From Oliver Burkeman today: “Thus a person encounters, say, a book of practices derived from Stoicism, and rather than thinking “How useful, some Stoic techniques to add to my collection!”, instead concludes: “I’ll become a Stoic, which will fix all the ways I feel problematic, and then life will be plain sailing!””

Yes, yes, yes!

“We do this, I suppose, for the same reason people join cults or embrace rigid political ideologies: because it’s more scary to acknowledge the reality…”

No, we do it because we think there’s supposed to be a magic bullet. That everyone ELSE has a magic bullet; we’re the only ones futzing around.

Here I am spinning away, and I actually already had a spun skein of Red Dog. Had it labeled up for consignment. Oh well, I love the color and it is enjoyable to make and I will probably need two skeins anyway.

Book Corner 2023.55

by Dwight Garner

“On Eating, Reading, Reading about Eating, & Eating While Reading.” Shut up and take my money! This book was so awesome – eating and reading in one place, by someone who truly savors both. “I go to bed thinking about what’s for breakfast.” OMG, I’d be ashamed to agree if I weren’t emboldened by him putting it in print; it’s often the only thing that motivates me to get up off the couch and go to bed (“Only 8 hours till oatmeal…”).

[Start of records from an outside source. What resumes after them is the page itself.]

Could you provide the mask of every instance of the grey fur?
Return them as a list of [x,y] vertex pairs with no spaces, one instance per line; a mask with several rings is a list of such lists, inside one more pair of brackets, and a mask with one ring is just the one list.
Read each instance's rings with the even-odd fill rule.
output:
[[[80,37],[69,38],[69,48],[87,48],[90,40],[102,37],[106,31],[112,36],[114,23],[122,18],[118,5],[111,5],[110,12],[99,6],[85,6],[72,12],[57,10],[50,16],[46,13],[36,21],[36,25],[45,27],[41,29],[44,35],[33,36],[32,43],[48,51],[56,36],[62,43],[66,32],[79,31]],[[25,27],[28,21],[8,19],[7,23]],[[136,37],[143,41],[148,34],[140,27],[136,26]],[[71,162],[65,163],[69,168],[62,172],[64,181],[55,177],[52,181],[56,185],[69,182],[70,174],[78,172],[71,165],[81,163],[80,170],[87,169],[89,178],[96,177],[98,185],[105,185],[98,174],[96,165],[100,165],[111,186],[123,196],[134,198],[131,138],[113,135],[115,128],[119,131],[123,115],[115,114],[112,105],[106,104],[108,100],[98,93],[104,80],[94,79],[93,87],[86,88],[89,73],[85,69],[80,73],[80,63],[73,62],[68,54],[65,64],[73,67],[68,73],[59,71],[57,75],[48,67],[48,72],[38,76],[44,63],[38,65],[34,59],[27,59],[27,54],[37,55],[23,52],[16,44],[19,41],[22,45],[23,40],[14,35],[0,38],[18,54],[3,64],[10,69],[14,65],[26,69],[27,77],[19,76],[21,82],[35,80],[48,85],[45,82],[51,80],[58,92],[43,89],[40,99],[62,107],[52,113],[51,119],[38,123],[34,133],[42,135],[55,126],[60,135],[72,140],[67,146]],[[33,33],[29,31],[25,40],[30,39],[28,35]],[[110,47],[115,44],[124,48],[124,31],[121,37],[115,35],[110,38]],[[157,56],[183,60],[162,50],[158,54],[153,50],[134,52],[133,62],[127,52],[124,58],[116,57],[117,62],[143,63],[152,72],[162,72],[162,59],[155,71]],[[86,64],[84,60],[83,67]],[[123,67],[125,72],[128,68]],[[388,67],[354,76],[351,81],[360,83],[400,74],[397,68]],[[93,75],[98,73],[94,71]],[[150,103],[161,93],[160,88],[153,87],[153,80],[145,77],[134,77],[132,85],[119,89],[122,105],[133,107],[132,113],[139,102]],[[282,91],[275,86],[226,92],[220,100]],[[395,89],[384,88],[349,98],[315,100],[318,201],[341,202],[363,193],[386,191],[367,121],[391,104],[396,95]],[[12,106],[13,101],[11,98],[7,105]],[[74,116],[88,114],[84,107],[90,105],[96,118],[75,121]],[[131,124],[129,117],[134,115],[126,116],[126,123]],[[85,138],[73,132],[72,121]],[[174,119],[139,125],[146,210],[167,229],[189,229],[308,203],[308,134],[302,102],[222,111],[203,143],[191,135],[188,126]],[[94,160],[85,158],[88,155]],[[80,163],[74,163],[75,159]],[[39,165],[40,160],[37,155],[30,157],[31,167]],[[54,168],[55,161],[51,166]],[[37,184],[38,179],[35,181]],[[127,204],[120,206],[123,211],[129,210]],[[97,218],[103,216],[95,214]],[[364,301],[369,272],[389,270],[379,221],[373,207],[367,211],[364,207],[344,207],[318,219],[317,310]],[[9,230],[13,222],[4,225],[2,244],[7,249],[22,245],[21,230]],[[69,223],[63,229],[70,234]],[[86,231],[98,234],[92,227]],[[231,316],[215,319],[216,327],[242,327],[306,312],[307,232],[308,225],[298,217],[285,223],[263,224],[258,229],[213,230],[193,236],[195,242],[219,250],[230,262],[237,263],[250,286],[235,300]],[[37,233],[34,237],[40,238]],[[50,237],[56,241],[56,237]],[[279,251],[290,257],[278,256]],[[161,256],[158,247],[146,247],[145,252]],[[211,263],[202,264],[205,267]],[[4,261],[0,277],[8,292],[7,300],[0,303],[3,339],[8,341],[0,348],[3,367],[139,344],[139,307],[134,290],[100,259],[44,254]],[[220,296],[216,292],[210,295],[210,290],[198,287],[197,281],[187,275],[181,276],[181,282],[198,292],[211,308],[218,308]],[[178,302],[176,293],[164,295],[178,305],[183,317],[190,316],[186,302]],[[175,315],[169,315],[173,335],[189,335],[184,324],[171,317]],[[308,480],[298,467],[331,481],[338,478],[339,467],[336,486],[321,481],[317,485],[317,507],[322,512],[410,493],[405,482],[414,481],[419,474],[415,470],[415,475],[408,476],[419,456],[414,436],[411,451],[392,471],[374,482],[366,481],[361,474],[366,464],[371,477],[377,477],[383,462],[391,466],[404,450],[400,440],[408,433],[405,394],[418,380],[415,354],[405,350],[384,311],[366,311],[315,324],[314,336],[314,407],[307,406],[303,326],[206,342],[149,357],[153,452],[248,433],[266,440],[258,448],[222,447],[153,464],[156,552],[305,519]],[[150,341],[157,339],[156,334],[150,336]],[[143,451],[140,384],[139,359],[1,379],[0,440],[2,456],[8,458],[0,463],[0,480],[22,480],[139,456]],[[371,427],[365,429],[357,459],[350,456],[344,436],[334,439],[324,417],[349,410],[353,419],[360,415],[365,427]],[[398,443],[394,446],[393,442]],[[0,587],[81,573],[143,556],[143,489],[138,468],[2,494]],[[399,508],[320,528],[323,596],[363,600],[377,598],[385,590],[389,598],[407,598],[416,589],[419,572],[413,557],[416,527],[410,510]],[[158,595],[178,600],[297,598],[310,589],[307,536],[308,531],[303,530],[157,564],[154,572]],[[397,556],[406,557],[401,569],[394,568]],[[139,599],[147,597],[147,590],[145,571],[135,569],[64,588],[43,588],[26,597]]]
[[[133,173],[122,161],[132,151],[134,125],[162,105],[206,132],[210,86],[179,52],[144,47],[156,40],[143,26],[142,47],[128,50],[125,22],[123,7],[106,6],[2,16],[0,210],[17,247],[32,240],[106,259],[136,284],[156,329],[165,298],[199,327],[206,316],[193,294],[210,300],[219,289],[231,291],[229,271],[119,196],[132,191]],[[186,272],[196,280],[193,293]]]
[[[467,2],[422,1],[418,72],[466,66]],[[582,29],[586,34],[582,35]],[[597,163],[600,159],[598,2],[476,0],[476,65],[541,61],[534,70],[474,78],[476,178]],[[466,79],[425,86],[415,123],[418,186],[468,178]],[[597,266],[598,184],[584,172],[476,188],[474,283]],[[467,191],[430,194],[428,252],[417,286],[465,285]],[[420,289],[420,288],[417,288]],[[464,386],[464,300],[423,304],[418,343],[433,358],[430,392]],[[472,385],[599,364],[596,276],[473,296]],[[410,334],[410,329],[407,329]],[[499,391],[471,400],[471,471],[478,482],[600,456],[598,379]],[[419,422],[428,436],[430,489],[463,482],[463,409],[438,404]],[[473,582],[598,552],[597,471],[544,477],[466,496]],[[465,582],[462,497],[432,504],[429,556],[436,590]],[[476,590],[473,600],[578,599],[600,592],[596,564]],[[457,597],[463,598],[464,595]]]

“People who grow up with too much good taste miss out. They don’t get to make discoveries on their own.” Yes, this was why I warmed to Dwight Garner and not to his wife, who was groomed from birth to prefer Annie’s macaroni & cheese to Kraft.

Those were quotes from him; a huge proportion of the book, though, is given over to quotations by others. He is a voracious reader, after all.

He divides his book into sections – “Breakfast, “Lunch,” a few interludes, and “Dinner.” I was nearing the end when I started to realize there would be no dessert. Indeed he admits to having no sweet tooth, and I struggled to think of a single place in the book I had read anything about something sweet. I part company here with the author. I do not understand people who have no interest in dessert – as he and I would agree that we feel like a different species from those who have no particular interest in food. Dessert is the BEST food. Other foods WISH they were dessert. It’s overwhelmingly men who don’t care for dessert; I’ve always wondered if it was just a matter of feeling too unmanly if you admitted, yes, you want some damn creme brulee.